It's worth noting that apparently (as I learned lately) RNNs are going slightly out of fashion because they are hard to parallelize and have trouble remembering important stuff at larger distances. Transformers are proposed as a possible solution - very roughly speaking, they use attention mechanisms instead of recurrent memory and can run in parallel.
I have to say that while I understand the problems with recurrent nets (which I've used many times), I haven't yet grokked the alternatives. Here are some decently looking search results for you as starting points. Warning, these can be longer and heavier reads probably not for beginners.
That being said, I think that understanding RNNs is very beneficial conceptually and nowadays there are relatively easy to use implementations that should be pretty good for many use cases.
It depends on the problem domain. Transformers are useful for NLP (language modeling, machine translation), but RNNs (and CNNs) are still being used in speech-to-text. When the input/output relationships are monotonic, transformers are probably too general.
Very nicely written post. I particularly like how you attached a link to your codebase on repl.it so anyone who is interested can tinker with the code.
One thing I have been wondering for some time is whether the vanilla RNN can learn negations (i.e. 'not good' == 'bad') and valence shifts (e.g. modifier words like 'very' --- they do not carry sentiment connotations themselves, but may amplify/dampen the sentiment of the words they modify; negations like 'not' can be considered as a special-case valence shifter where it inverts the sentiment of the following word).
My suspicion is that vanilla RNNs are not capable of modelling negations and valence shifters since they make inference on the sentiment of a sentence by 'adding up' the sentiment connotations of its constituent words --- negations and valence shifts, however, works more like multiplications than additions.
I see you already have such examples in your dataset so I thought I'd do some experiments. I simplified your original dataset to the following:
train_data = {
'good': True,
'bad': False,
'not good': False,
'not bad': True,
'very good': True,
'very bad': False,
'not very good': False,
'not very bad': True
}
test_data = {
'very not bad': True,
'very not good': False
}
While the test cases do not reflect how people actually speak, the hope is that the model should be able to apply its learning to infer their sentiment. For me, however, it would seem the training failed to converge with the default parameter settings (hidden_size=64).
It would be interesting to see how other RNN architectures (e.g.
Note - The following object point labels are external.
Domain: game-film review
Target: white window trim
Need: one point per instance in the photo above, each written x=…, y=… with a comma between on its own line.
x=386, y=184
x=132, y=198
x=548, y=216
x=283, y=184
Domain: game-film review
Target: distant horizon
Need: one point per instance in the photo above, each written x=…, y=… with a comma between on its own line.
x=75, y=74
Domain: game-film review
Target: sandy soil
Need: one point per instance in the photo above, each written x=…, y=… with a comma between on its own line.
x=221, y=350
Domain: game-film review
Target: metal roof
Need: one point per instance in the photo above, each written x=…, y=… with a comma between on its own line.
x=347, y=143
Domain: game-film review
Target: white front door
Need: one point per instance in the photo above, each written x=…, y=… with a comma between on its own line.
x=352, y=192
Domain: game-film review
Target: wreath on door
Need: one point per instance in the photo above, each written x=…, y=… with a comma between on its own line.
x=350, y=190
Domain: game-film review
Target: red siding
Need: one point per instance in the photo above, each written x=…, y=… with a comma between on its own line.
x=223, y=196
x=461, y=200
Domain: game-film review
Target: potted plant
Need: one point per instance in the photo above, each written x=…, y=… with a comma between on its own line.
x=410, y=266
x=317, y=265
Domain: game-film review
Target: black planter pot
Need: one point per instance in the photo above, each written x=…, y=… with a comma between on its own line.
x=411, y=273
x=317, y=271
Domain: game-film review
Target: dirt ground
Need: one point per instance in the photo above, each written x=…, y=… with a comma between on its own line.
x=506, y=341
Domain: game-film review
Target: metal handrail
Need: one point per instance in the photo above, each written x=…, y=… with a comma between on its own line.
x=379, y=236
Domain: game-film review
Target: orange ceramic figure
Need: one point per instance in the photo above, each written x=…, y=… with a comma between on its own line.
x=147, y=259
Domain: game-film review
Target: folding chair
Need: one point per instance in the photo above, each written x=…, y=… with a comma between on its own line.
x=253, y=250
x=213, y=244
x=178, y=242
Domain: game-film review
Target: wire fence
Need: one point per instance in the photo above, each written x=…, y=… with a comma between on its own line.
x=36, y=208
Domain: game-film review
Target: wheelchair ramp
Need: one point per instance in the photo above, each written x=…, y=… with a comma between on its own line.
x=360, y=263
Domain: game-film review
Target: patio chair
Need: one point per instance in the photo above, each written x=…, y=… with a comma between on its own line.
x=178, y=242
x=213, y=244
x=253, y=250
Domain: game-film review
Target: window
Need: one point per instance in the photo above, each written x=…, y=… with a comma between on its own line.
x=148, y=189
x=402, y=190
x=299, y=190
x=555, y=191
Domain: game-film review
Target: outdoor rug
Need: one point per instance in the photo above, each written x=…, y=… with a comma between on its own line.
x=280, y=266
LSTM, Transformers) fare with negations and valence shifters.
P.S.: When calculating softmax, it is better to use the built-in functions or at least do the log-sum-exp trick to prevent under-flowing.
Nice! I like that the author wrote the code by hand rather than leaning on some framework. It makes it a lot easier to connect the math to the code. :)
As a meta-comment on these "Introduction to _____ neural network" articles (not just this one), I wish people would spend more time talking about when their neural net isn't the right tool for the job. SVMs, kNN, even basic regression techniques aren't any less effective than they were 20 years ago. They're easier to interpret and debug, require many fewer parameters, and potentially (you may need to apply some tricks here or there) faster at both training and evaluation time.
This kind of article is absolutely the thing everyone new to deep learning/neural networks should read. I wish there was one for each type of algorithm.
why do people insist on mentioning the bias terms in expository essays? it's a detail that clutters the equations. why not keep the transformations linear and then at the end make a note that you also need to shift using a bias term.
I feel I should point out that those two things are not mutually exclusive. RNNs are, after all, a mechanism for learning conditional probabilities.
I think the confusion comes from Google itself, who used the term "Statistical Machine Translation" (SMT) to refer to "Rule-based SMT". Both methods are statistical.
SMT as a term of art in the translation field means rule based SMT... it's not a google particularity, I see the same usage in both industry and academia
I have to say that while I understand the problems with recurrent nets (which I've used many times), I haven't yet grokked the alternatives. Here are some decently looking search results for you as starting points. Warning, these can be longer and heavier reads probably not for beginners.
https://towardsdatascience.com/the-fall-of-rnn-lstm-2d1594c7... (there's some sensationalism here to be fair)
https://mchromiak.github.io/articles/2017/Sep/12/Transformer...
https://www.analyticsvidhya.com/blog/2019/06/understanding-t...
https://www.tensorflow.org/beta/tutorials/text/transformer
That being said, I think that understanding RNNs is very beneficial conceptually and nowadays there are relatively easy to use implementations that should be pretty good for many use cases.